In the case of Jesus, his first coming was like one of us: just another mortal in the crowd, no money, no property, no distinctive traits except that he could talk really well on themes that appealed to the downtrodden masses subjected to the rule of Rome; plus, he could work miracles. For doing those things, he was tortured to death, but his return is still expected to this day. In the case of RLS, his first coming, according to Low, was on Aug. 18, 1879, when he descended the gangplank of the emigrant ship Devonia at a nearby pier on the Hudson in lower Manhattan. On that occasion, Louis was all but invisible, just another face in a mass of desperate emigrants stepping onto American soil for the first time. Nobody knew who he was, and nobody cared. Comparison between the first comings of JC and RLS ends there.

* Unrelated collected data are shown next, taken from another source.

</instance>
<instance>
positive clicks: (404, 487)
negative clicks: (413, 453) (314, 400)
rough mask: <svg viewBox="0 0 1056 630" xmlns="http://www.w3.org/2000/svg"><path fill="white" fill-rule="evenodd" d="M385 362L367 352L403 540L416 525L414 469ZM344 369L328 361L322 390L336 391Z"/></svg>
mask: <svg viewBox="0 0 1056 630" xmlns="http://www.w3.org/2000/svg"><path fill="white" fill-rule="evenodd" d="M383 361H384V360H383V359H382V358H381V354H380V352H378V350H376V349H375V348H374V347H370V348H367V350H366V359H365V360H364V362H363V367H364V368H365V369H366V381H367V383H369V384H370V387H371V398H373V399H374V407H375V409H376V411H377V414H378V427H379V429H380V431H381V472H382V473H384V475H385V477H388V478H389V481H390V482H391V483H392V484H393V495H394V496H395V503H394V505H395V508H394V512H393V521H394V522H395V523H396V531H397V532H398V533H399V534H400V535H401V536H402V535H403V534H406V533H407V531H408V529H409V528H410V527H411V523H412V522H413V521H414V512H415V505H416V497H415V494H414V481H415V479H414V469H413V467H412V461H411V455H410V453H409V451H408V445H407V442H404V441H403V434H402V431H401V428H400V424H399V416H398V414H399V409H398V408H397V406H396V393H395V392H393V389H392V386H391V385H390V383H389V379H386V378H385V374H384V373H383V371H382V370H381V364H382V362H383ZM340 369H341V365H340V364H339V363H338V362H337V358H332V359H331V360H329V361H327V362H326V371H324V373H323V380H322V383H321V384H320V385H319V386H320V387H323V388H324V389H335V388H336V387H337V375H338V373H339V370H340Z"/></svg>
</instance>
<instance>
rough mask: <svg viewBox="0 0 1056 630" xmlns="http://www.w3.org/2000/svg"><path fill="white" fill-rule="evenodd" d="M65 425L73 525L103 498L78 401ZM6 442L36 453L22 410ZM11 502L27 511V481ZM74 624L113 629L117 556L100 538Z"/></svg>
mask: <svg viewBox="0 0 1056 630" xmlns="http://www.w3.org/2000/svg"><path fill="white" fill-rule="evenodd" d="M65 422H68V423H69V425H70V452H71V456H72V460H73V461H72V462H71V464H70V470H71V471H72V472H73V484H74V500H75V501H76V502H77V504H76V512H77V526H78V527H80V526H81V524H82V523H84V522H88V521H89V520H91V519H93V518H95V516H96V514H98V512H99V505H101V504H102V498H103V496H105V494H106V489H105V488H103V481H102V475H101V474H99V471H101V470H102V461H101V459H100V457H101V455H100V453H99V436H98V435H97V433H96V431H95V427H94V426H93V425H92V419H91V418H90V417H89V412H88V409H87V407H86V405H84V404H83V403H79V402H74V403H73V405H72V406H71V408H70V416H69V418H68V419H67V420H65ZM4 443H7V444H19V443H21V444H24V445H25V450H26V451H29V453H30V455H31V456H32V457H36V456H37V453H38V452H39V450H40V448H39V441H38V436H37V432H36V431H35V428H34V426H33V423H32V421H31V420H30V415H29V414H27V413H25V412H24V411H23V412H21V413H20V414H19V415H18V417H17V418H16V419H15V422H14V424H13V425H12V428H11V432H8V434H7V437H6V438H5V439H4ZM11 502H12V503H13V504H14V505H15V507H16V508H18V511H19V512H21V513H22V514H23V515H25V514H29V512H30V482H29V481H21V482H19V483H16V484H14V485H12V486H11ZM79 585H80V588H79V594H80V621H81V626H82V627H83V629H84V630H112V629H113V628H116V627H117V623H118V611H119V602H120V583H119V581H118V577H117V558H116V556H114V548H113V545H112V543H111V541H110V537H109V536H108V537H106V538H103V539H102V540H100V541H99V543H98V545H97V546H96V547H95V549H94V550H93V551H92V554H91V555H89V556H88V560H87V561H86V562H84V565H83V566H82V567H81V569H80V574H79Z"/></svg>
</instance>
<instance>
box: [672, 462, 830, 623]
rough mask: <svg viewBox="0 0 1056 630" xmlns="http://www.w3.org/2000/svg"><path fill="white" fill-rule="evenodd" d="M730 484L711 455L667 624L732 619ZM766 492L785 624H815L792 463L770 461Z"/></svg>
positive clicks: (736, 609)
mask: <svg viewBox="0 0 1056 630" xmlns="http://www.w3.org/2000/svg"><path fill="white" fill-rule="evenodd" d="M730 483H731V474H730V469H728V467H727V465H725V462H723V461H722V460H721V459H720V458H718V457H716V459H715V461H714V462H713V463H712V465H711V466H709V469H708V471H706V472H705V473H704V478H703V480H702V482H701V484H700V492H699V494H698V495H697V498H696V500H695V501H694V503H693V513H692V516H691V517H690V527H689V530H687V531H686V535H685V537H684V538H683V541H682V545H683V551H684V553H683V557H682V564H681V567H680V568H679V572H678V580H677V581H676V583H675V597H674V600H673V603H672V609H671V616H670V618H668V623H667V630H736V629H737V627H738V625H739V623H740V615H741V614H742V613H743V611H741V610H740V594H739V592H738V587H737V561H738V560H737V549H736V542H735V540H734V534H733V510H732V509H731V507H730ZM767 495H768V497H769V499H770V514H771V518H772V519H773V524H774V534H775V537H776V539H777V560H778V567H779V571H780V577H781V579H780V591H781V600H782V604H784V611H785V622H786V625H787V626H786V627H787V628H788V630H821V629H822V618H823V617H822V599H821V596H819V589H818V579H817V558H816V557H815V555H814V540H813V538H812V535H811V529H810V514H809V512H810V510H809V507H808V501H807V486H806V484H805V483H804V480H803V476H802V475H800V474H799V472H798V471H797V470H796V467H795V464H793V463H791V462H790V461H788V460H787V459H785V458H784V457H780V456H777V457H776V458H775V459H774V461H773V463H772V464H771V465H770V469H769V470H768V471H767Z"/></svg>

Today, some Christian denominations believe that the Second Coming of Jesus Christ already happened in an inconspicuous way, but most Adventists believe it is in the future and when it happens there will be no mistaking who it is. He will return with power and glory, they say. According to Low, the “Second Coming of R.L.S.” already happened on Sept. 7, 1887, when his old bohemian friend from Fontainebleau days returned to America, his second time coming here, only this time he wasn’t just another kickable nobody in a crowd of nobodies. Instead of returning with power and glory like the first second-comer is expected to do, this time Robert Louis Stevenson returned with fame and popularity, and that is all Low ever meant, which should finally put to rest any lingering concerns that RLS is an upstart deity of a renegade cult. And yet, even Louis, as ill as he was at the time, noticed a similitude, too, from all the attention he was getting at his second coming destination. To Sidney Colvin he wrote from Newport, Rhode Island, on Sept. 18: “My reception here was idiotic to the last degree; if Jesus Christ came, they would make less fuss.”

Robert Louis Stevenson had arrived. Things would never be the same. From now on publishers would come to him, not vice versa. Will Low would write in his book that in the company of Edward L. Burlingame, editor of Scribner’s Magazine, he boarded the Ludgate Hill and “We found Louis on deck, and all his thoughts of stealing into the city incognito must have been rudely shattered, for he was already surrounded by a dozen reporters.” That’s the kind of thing that can happen if it’s the first day of the rest of your life.